One key narrative has been steadfast amid the churn for 31 years.
Phil Coppess, a then-single dad who got in his training around night shifts at an Iowa corn-processing plant and raising three preteens, came up to the Twin Cities and blew away the field in 1985, with a course record 2 hours, 10 minutes and 5 seconds over the 26.2 miles from Minneapolis to St. Paul.
Remarkably, the record hasn’t changed. Endearingly, neither has Coppess.
He still is all about family (he’s going to watch a niece play college softball in Ottumwa in southeastern Iowa the weekend of the marathon); all about small-town life (still in Clinton); and all about blue-collar shifts (he works at Alcoa).
How about his 1985 marathon?
“Usually only when someone like you calls for an interview is the only time I think about it,” said Coppess, 62, when reached last month just after he mowed his lawn.
Coppess’ marathon still ranks among the top 20 in history by U.S. men. In fact, the closest anyone has come to challenging the record happened the next year when Californian William Donakowski, 30, ran 2:10:41.
Coppess was back, too, but struggled in at 2:17:04, good for 12th place.
Coppess is borderline indifferent to his exploits. “It was a half of a lifetime ago,” he said. Still, his story is rich: A factory worker from an Iowa town was one of the fastest marathoners in the world for a time. One motivator, he said, was to run faster than Bill Rodgers, who won four Boston and New York City marathons (some as fast as 2:09) in the late 1970s and early ’80s.
Coppess would make his own headlines in the early ’80s. He won the 1981 Chicago Marathon (2:16:13), beating former Olympic gold medalist Frank Shorter, and Coppess took sixth in the 1982 London Marathon.
Then 1985 happened.
“That whole year, every distance I PRed by so much that I knew I was going to run super fast,” he said, talking about a run of personal records. Before Twin Cities, Coppess ran a half-marathon (13.1 miles) in Philadelphia that beat his previous best by a minute and a half. By his calculations, he said he was set up to go three minutes faster than his marathon PR of 2:13.
When he set the course record in the Twin Cities it was the fastest marathon by a U.S. runner in two years.

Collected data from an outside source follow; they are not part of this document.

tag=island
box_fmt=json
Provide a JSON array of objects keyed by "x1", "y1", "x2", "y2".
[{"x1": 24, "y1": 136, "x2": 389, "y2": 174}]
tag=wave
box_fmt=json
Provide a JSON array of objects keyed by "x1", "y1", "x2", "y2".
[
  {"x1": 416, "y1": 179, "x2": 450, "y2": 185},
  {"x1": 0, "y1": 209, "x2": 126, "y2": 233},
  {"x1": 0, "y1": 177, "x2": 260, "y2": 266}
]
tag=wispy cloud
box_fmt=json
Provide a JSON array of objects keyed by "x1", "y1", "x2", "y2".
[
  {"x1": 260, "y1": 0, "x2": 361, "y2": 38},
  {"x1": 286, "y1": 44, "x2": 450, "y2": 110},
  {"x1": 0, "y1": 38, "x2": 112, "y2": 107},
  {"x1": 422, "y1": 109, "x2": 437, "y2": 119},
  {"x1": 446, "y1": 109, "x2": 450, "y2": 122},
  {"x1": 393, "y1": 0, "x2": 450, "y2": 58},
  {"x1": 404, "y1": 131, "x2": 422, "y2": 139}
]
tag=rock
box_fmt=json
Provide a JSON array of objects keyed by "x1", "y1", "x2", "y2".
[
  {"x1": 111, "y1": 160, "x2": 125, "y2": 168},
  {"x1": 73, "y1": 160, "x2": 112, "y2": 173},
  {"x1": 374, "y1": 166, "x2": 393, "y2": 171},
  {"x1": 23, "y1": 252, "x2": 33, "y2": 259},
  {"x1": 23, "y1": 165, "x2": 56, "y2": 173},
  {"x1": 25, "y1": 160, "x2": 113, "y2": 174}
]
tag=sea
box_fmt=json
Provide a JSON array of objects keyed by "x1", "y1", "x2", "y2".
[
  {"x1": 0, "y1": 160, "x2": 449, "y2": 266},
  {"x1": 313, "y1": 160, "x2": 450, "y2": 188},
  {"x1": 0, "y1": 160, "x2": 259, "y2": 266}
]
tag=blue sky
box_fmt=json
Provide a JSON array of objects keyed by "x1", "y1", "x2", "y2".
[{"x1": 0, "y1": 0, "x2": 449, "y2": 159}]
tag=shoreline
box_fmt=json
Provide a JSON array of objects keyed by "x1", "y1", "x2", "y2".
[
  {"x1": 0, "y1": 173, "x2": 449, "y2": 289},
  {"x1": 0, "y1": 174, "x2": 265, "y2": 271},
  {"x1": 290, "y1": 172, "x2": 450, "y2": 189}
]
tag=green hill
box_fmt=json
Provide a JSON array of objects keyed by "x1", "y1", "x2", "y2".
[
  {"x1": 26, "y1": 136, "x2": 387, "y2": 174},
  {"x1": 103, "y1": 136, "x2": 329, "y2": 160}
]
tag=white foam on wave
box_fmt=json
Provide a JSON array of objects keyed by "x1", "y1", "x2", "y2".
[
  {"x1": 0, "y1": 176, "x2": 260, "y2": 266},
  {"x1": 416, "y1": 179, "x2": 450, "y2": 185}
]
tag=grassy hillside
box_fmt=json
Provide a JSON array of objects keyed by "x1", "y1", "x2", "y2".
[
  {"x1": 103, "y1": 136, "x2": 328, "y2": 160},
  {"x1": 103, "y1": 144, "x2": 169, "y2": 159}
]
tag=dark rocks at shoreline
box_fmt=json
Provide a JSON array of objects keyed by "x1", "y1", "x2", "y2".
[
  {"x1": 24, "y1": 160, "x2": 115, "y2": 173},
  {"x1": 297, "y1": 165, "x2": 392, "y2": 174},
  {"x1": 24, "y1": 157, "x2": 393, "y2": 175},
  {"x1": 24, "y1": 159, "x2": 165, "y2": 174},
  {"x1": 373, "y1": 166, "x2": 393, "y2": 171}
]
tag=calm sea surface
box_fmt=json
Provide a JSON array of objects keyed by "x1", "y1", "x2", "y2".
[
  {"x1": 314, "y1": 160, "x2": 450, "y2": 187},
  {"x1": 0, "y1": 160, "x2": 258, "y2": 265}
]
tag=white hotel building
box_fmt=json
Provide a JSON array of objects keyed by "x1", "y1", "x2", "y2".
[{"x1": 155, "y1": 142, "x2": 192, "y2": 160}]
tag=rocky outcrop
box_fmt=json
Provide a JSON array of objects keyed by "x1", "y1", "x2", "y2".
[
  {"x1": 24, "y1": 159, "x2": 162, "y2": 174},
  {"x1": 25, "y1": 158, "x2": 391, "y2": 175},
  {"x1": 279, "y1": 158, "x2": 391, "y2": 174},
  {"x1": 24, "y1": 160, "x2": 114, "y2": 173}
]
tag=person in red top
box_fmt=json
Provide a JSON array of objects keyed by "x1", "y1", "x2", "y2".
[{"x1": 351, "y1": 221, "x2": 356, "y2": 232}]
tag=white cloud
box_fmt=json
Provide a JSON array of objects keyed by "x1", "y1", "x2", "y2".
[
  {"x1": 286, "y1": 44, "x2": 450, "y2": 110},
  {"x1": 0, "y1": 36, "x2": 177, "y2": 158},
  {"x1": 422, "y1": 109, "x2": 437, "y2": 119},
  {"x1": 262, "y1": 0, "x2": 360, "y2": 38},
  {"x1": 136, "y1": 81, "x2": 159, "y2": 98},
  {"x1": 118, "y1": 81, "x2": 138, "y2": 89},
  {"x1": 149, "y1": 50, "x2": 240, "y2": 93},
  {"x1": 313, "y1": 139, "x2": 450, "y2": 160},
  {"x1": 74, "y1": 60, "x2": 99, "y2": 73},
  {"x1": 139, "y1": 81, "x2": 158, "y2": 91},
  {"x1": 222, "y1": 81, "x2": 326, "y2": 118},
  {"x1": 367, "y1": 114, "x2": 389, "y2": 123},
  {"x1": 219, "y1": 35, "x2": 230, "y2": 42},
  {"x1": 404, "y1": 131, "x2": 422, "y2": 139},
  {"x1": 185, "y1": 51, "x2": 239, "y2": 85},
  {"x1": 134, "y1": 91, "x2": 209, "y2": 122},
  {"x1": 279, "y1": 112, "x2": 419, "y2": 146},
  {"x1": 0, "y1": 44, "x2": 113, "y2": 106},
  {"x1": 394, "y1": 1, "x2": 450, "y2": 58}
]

“That had to be the top of my running career,” said Coppess, who was 31 at the time. “The best race that I ran.
“When I set that time I thought I could run a lot faster. Twin Cities is a hard course, [and] I never could get back in the same shape that I ran there.” His final marathon would be the 1988 Olympic trials, in which he finished 55th in 2:30:45.
Coppess said the Twin Cities course — the sneaky inclines and punishing march up, down and along Summit Avenue — has kept his name next to “course record” all these years. He returned a few years ago and witnessed the challenge firsthand, sitting in the press vehicle. “That course is a lot harder than people think. That’s the only reason the record has lasted that long.”
What will it take for a runner to beat the mark? Unfailingly humble, Coppess still chuckled at the memory of talk of besting his mark over the years — and more recently. In 2014, Kenyan Dominic Ondoro made history at Grandma’s Marathon in Duluth, running 2:09:06 to break Dick Beardsley’s 33-year-old course record. Ondoro went on to win the 2015 Twin Cities Marathon in 2:11:16, well off Coppess’ mark, but still at the time the fastest in the Twin Cities since 1990.
“I just went up there to run fast,” Coppess said of his long-ago day in the sun. “You’ve got to be willing to go for it. If the pace is too slow … like me, I took off at six miles and basically ran the rest of the way by myself because I wanted to run fast.”
He did run fast Oct. 6, 1985. And that story line will never change.